Indexes

WSO2 DAS has a distributed indexing engine which is built on top of Apache Lucene. Data is indexed and saved in the Data Access Layer of DAS in a store referred to as the Analytics File System. This section explains indexing used in WSO2 DAS.

A main requirement of DAS is to support arbitrary key value pairs. Most of the RDBMS have a fixed schema and does not support storing arbitrary key values. In DAS, records are stored as blobs. In that way, the data fields in a record can be converted to a blob and store them along with the record id and the timestamp of the record. Storing data as blobs has one drawback. That is database level indexing cannot be used for blobs to search by fields. To overcome this issue, before the records are persisted in DAS, records are sent through the Indexer, so indexer can keep a searchable copy of record data along with the record id. This indexer does not store the field values, it only stores the record id. It only keep an index of data fields. When a search query is sent to DAS, indexer will look for the matching records, get their record ids, send them to the persistence layer/recordstore. In recordstore level, the record blobs are deserialized and return as the record objects from AnalyticsDataService implementation.

Indexing Architecture

DAS indexer is implemented using Apache lucene which is a full text search library. Users can index records and then later can search records using lucene queries. Events received by DAS are converted to a list of “Record” objects and then they are inserted to FileSystem Based Queues. (This queue is created in {DAS_HOME}/repository/data/index_staging_queues). With a background thread, these queues are consumed and records are indexed. (Indexed data is stored in {DAS_HOME}/repository/data/index_data. DAS index consists of smaller indexes called shards. At a time a shard can be accessed by only one Index writer. So having multiple shards can increase the write throughput (Can be limited by Disk IO operations). By default, DAS is configured to have 6 shards and 1 replica (number of replicas come into play if DAS is clustered.

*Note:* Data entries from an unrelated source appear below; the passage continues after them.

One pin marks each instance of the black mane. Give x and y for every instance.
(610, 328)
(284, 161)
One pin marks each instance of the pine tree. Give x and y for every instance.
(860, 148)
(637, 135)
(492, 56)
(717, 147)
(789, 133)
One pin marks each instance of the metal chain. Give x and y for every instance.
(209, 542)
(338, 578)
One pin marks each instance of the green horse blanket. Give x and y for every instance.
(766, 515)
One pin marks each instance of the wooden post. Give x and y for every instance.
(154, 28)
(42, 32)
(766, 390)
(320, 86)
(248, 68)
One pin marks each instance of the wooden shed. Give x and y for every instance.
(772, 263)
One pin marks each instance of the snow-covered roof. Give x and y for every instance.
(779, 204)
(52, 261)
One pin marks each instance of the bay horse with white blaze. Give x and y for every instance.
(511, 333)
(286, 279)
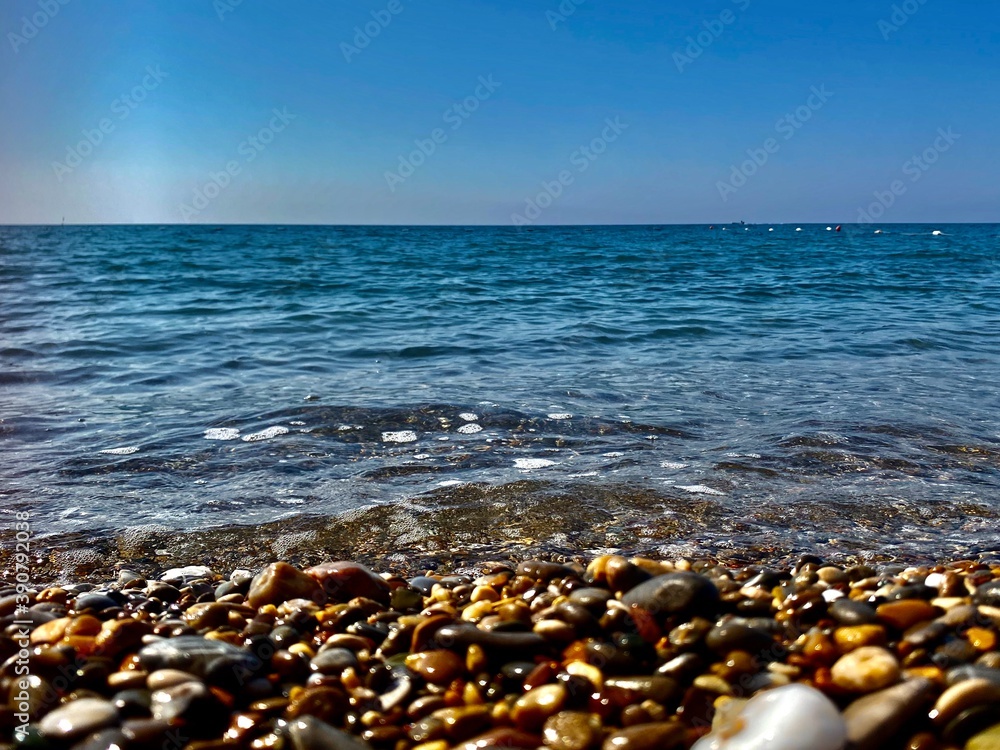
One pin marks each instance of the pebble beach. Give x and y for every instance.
(578, 654)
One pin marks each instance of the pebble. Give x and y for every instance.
(650, 736)
(865, 670)
(78, 718)
(309, 733)
(793, 717)
(572, 730)
(343, 581)
(674, 594)
(875, 719)
(279, 582)
(986, 740)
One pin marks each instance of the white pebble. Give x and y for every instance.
(793, 717)
(222, 433)
(402, 436)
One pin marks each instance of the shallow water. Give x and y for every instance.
(696, 389)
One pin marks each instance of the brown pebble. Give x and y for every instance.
(656, 736)
(859, 636)
(572, 730)
(906, 613)
(438, 667)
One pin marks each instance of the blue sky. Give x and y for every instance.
(584, 111)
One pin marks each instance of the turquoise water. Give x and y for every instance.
(248, 374)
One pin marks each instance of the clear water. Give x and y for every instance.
(803, 388)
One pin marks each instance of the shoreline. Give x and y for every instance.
(605, 652)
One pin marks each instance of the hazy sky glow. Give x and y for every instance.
(488, 112)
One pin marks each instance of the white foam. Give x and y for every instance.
(532, 463)
(698, 489)
(265, 434)
(401, 436)
(222, 433)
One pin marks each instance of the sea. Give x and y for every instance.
(670, 389)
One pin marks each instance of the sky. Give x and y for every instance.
(498, 111)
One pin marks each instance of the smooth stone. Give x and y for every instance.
(423, 584)
(106, 739)
(532, 709)
(437, 667)
(327, 703)
(973, 672)
(988, 594)
(94, 603)
(78, 718)
(343, 581)
(164, 678)
(906, 613)
(616, 572)
(865, 670)
(875, 719)
(649, 687)
(963, 696)
(674, 594)
(502, 739)
(118, 636)
(659, 735)
(197, 655)
(857, 636)
(132, 703)
(333, 661)
(310, 733)
(572, 730)
(464, 634)
(736, 635)
(186, 574)
(793, 717)
(541, 570)
(279, 582)
(987, 740)
(144, 732)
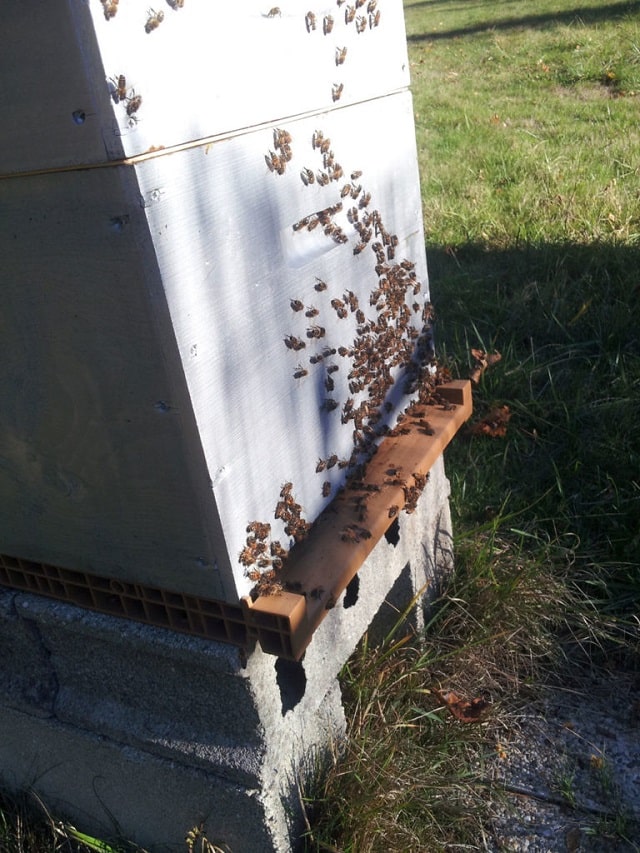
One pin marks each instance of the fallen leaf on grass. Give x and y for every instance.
(482, 360)
(494, 424)
(465, 710)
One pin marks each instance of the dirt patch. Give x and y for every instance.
(569, 767)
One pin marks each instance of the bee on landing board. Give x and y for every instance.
(120, 91)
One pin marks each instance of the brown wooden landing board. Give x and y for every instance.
(316, 573)
(344, 535)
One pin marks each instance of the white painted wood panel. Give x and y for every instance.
(208, 68)
(231, 261)
(160, 382)
(99, 458)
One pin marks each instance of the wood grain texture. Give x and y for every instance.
(161, 384)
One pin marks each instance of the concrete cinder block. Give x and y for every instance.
(143, 732)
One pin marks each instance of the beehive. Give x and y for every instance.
(214, 278)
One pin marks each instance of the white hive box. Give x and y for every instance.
(156, 243)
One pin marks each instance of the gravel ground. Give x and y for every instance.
(570, 764)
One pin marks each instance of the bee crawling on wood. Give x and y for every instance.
(110, 8)
(133, 105)
(119, 92)
(294, 343)
(153, 21)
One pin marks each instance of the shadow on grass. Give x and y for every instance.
(583, 14)
(565, 319)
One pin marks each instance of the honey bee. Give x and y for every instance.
(307, 177)
(294, 343)
(352, 299)
(259, 529)
(281, 137)
(275, 163)
(153, 21)
(120, 91)
(133, 104)
(110, 8)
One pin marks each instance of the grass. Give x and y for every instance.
(529, 151)
(526, 117)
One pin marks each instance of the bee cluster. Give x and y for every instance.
(392, 339)
(120, 93)
(154, 19)
(277, 160)
(263, 557)
(363, 20)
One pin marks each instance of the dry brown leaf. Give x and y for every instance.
(494, 424)
(465, 710)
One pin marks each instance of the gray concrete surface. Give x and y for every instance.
(136, 731)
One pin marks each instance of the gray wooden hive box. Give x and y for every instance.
(212, 256)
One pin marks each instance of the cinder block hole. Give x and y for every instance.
(351, 592)
(393, 533)
(292, 682)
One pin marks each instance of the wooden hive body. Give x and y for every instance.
(154, 396)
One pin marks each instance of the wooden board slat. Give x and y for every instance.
(232, 262)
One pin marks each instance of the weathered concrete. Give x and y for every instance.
(138, 731)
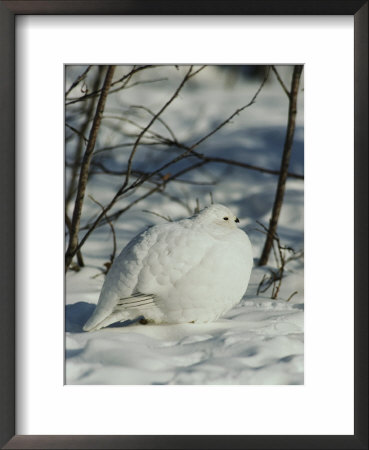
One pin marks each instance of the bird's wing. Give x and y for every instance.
(117, 292)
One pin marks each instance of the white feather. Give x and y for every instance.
(193, 270)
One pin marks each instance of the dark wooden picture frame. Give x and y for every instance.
(8, 11)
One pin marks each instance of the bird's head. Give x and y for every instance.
(218, 215)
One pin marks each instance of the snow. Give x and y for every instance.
(260, 341)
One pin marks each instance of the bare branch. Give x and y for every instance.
(77, 132)
(277, 206)
(281, 82)
(112, 256)
(78, 80)
(130, 159)
(73, 239)
(125, 77)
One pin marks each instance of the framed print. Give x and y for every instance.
(67, 388)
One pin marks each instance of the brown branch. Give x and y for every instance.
(89, 109)
(112, 256)
(251, 102)
(131, 156)
(97, 92)
(281, 82)
(78, 80)
(284, 165)
(68, 223)
(189, 150)
(73, 238)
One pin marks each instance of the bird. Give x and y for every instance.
(188, 271)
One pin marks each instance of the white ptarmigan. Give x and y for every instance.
(192, 270)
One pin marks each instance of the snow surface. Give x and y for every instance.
(260, 341)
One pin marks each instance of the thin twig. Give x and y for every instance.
(112, 256)
(78, 80)
(73, 238)
(97, 92)
(281, 82)
(77, 132)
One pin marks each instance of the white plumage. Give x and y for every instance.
(192, 270)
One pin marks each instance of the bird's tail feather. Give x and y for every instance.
(127, 308)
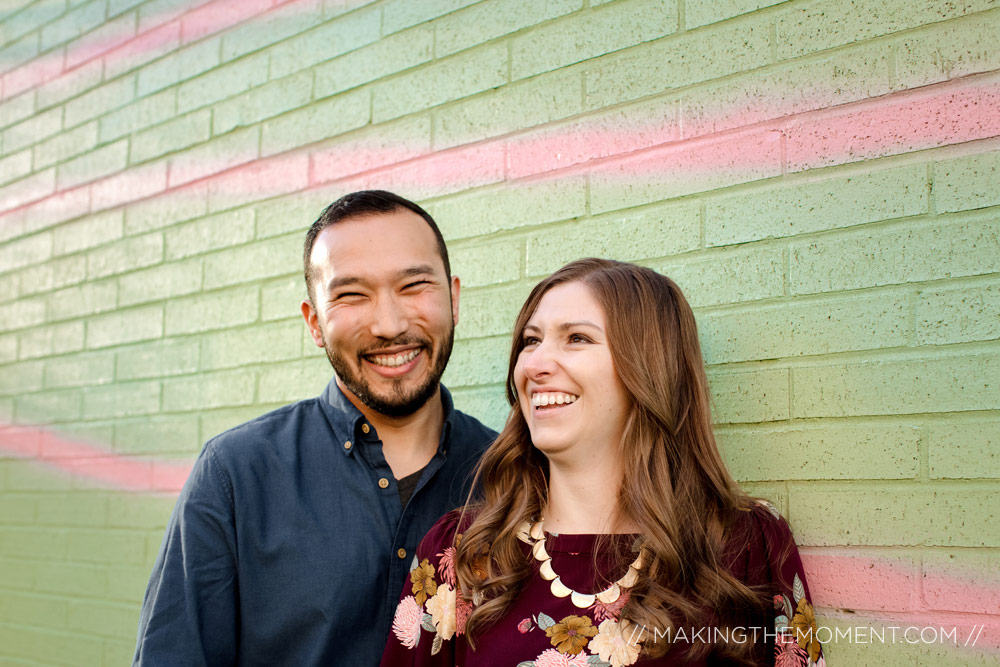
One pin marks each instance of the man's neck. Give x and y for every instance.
(408, 442)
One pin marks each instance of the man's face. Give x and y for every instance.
(384, 309)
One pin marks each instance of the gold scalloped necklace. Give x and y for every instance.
(534, 534)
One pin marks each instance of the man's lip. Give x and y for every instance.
(391, 351)
(395, 371)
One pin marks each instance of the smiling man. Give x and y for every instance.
(295, 532)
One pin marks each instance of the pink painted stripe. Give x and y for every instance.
(117, 40)
(849, 587)
(91, 463)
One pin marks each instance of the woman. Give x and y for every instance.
(609, 530)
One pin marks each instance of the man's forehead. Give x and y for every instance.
(379, 245)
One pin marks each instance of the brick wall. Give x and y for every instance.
(821, 177)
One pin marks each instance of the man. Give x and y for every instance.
(295, 532)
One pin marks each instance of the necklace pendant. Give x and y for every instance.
(628, 581)
(609, 595)
(524, 532)
(538, 551)
(559, 589)
(536, 531)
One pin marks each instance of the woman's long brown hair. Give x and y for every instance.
(676, 488)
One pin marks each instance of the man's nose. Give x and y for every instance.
(389, 319)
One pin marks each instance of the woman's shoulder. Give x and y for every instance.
(444, 532)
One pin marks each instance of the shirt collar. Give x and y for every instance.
(346, 420)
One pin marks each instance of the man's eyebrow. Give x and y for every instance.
(344, 281)
(568, 325)
(418, 270)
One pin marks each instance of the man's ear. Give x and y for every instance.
(456, 287)
(312, 322)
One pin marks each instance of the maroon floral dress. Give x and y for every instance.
(542, 630)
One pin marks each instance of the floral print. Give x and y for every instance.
(797, 644)
(571, 634)
(406, 624)
(553, 658)
(595, 636)
(423, 581)
(443, 611)
(616, 643)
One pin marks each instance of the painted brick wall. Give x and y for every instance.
(822, 177)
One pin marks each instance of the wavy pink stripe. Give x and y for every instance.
(911, 121)
(91, 463)
(880, 591)
(117, 41)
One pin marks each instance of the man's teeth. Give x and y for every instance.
(542, 399)
(392, 360)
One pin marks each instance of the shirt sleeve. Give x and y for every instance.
(430, 616)
(796, 642)
(190, 611)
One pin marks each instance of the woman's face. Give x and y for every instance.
(566, 382)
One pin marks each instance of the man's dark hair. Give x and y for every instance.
(360, 204)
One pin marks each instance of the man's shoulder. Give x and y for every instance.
(471, 429)
(276, 428)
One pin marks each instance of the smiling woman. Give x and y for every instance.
(609, 531)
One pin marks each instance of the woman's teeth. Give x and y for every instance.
(393, 360)
(540, 400)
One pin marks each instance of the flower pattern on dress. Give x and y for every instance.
(616, 643)
(406, 623)
(571, 634)
(446, 566)
(596, 636)
(424, 585)
(611, 611)
(553, 658)
(788, 654)
(443, 611)
(796, 629)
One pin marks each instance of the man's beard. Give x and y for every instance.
(398, 403)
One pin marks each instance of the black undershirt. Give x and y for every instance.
(407, 485)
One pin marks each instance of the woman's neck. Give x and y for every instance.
(584, 498)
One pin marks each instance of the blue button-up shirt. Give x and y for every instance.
(288, 544)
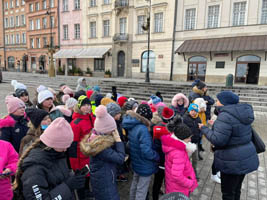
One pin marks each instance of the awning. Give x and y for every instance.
(82, 53)
(228, 44)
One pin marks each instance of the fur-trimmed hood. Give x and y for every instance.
(91, 144)
(180, 96)
(132, 119)
(198, 91)
(8, 121)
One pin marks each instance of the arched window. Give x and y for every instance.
(11, 62)
(197, 68)
(152, 59)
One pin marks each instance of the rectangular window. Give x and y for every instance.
(65, 32)
(141, 22)
(38, 25)
(76, 4)
(239, 13)
(11, 21)
(77, 31)
(213, 16)
(17, 21)
(52, 3)
(32, 43)
(93, 29)
(17, 39)
(37, 6)
(44, 5)
(38, 44)
(99, 65)
(106, 27)
(44, 21)
(23, 38)
(158, 23)
(92, 3)
(65, 5)
(190, 19)
(31, 7)
(264, 12)
(31, 25)
(123, 23)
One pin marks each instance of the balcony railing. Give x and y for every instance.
(119, 37)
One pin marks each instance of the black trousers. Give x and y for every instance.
(158, 180)
(231, 186)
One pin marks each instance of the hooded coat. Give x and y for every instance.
(44, 175)
(13, 129)
(8, 159)
(105, 154)
(81, 126)
(179, 110)
(144, 158)
(231, 134)
(179, 173)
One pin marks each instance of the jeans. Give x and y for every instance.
(158, 180)
(231, 186)
(139, 187)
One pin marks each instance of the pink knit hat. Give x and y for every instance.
(58, 134)
(104, 123)
(13, 104)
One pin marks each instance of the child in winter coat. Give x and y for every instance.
(179, 174)
(144, 158)
(39, 121)
(106, 151)
(179, 104)
(42, 169)
(8, 167)
(14, 126)
(192, 120)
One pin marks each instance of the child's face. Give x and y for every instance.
(193, 113)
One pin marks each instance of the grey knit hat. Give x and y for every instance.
(113, 109)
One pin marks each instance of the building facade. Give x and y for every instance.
(14, 22)
(217, 38)
(42, 32)
(112, 38)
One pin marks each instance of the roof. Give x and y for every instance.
(227, 44)
(94, 52)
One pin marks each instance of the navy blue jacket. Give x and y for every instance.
(144, 158)
(231, 134)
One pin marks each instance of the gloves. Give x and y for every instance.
(76, 182)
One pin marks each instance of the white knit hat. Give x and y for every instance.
(43, 95)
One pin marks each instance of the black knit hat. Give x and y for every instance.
(145, 111)
(36, 116)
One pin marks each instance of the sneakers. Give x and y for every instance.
(216, 178)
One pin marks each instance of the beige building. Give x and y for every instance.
(113, 38)
(215, 38)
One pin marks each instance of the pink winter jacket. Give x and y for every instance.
(8, 159)
(179, 173)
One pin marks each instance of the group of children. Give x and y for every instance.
(67, 130)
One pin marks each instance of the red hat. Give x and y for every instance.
(167, 113)
(122, 100)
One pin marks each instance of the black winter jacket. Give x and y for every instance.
(44, 173)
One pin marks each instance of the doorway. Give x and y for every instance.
(247, 69)
(121, 63)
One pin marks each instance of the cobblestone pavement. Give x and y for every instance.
(254, 186)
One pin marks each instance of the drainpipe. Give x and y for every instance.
(173, 37)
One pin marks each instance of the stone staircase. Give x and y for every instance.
(138, 89)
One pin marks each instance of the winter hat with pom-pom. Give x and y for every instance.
(58, 134)
(104, 122)
(71, 102)
(43, 95)
(18, 85)
(13, 104)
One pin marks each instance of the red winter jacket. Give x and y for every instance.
(81, 126)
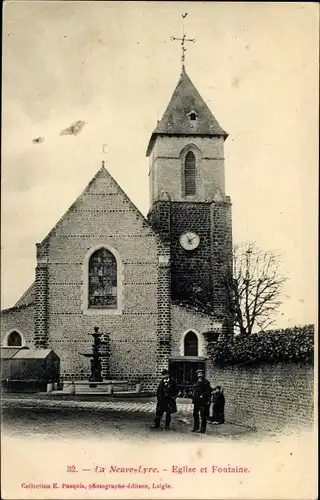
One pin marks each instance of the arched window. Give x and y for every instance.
(102, 283)
(14, 339)
(190, 174)
(191, 344)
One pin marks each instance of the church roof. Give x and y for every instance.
(185, 101)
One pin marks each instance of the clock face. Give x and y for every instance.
(189, 240)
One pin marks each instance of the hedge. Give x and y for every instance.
(288, 345)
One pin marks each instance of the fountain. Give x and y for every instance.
(96, 356)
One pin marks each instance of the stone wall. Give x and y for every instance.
(269, 396)
(20, 319)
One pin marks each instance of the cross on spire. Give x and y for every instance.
(183, 41)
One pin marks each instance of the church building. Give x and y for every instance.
(153, 286)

Indexing related configurations is in analytics-config.xml in {DAS_HOME}/repository/conf/analytics folder. Additionally, shards information is kept in a file called “local-shard-allocation-config.conf in the same location. This file stores the shard number along with its state (INIT, NORMAL). INIT is the initial state. Usually this state cannot be seen from outside, that is because as soon as the server starts, the INIT state changes to NORMAL state. If the indexing node is running, the state of shards cannot be INIT. It should be NORMAL. NORMAL state denotes that the indexing node has started indexing. So whenever the data is ready to be indexed, the indexer node will index incoming data.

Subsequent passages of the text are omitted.